FullLeatherJacket posted:

All five of the Quarian Admirality Board are just hanging out squabbling and making decisions in the war room on the Normandy, with no escort or any form of military protection (because coding a whole actual new room to do this in, like in ME2, would take time and effort).

I'm not seriously suggesting that there should be an option to kill them all, dress Liara up as Admiral Xan and hijack Quarian politics for yourself, but you'd think someone on the Normandy would at least take action to prevent someone ordering their fleet to fire on the commander of the ship they're currently flying on. The admirals really are just there as sock puppets, to put across four one-dimensional views and nothing more. As background characters in ME2, that's fine. As a key plot driver in ME3, they're just clownish.

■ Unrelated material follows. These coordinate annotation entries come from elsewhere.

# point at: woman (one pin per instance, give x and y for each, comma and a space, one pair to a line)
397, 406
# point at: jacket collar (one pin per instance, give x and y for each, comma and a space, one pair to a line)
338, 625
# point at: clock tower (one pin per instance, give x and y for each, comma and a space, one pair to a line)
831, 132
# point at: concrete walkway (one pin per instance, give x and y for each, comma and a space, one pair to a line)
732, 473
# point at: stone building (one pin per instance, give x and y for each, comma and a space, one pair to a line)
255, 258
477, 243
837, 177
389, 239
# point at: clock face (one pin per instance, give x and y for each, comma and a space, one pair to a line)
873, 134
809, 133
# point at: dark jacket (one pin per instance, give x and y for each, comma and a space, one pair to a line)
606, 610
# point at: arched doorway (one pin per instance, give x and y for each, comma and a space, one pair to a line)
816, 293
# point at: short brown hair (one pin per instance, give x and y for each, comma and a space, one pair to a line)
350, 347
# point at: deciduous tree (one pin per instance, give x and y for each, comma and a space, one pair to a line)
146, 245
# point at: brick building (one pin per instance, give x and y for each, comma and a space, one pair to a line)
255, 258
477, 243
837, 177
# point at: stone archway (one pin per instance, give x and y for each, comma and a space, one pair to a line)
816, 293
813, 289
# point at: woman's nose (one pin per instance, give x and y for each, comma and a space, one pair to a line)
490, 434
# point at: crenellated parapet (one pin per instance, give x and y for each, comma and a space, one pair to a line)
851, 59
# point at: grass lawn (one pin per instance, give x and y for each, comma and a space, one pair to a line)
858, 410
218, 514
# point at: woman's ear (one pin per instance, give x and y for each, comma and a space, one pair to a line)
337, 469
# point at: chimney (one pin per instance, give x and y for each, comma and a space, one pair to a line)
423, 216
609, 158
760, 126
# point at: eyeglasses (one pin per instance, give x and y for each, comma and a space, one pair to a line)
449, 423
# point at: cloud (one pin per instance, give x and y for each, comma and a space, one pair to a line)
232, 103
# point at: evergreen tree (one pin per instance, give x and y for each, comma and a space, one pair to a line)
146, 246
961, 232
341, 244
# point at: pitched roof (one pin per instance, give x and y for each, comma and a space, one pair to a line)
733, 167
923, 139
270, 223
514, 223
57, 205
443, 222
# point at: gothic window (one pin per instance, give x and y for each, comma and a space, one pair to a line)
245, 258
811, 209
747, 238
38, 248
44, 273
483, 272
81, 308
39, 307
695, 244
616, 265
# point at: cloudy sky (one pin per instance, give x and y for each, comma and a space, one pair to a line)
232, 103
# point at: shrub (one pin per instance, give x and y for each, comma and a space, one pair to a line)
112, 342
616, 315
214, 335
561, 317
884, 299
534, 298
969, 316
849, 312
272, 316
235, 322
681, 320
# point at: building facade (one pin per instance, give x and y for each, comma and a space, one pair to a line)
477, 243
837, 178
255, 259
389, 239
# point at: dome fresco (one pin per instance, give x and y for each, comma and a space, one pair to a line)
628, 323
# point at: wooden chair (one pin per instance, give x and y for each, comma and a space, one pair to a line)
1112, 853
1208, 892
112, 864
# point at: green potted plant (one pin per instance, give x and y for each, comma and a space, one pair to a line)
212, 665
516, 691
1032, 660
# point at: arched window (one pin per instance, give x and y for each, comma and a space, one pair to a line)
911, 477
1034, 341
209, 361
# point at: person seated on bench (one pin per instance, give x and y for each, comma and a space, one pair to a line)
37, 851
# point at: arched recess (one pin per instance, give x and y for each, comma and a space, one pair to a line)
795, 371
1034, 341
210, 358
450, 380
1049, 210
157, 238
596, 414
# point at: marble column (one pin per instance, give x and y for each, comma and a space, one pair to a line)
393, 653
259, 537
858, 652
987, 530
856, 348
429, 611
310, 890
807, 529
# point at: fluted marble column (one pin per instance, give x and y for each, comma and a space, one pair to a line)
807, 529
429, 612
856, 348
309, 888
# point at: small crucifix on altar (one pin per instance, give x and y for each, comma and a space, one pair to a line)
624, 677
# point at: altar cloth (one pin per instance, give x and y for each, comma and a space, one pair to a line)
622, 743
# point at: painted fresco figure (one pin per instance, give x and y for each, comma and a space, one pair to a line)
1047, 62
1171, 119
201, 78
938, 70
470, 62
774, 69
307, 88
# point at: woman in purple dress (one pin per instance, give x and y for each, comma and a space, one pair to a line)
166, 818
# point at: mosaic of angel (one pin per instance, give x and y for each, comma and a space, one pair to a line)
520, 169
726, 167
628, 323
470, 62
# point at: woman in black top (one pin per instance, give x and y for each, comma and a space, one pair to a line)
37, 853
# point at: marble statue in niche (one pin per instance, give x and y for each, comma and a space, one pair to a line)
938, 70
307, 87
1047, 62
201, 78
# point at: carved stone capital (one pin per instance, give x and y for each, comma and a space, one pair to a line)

Since when have any government officials in this series who aren't promoted military types been shown as people with more than one dimension? The series, like many similar ones with military focus, has a hard time giving proper value to people who aren't either fighting or supporting those who do fight. Anybody else comes off as either a helpless victim, naive fool, or impediment. The admirals happened to end up on "impediment" so we could be forced to "finish" the quarian/geth conflict (with quarians coming off as worse because the writers weren't sure that we'd support the geth without more hamfisted nonsense). It's lazy writing with unfortunate semi-fascist overtones, but that's the genre convention.

The whole thing could have been redeemed if they'd just given the quarians some actual reason to attack now or had it start with some attempt at negotiation subverted by Reaper indoctrination or viruses. Anything to make the war seem like an act of desperation rather than selfish stupidity.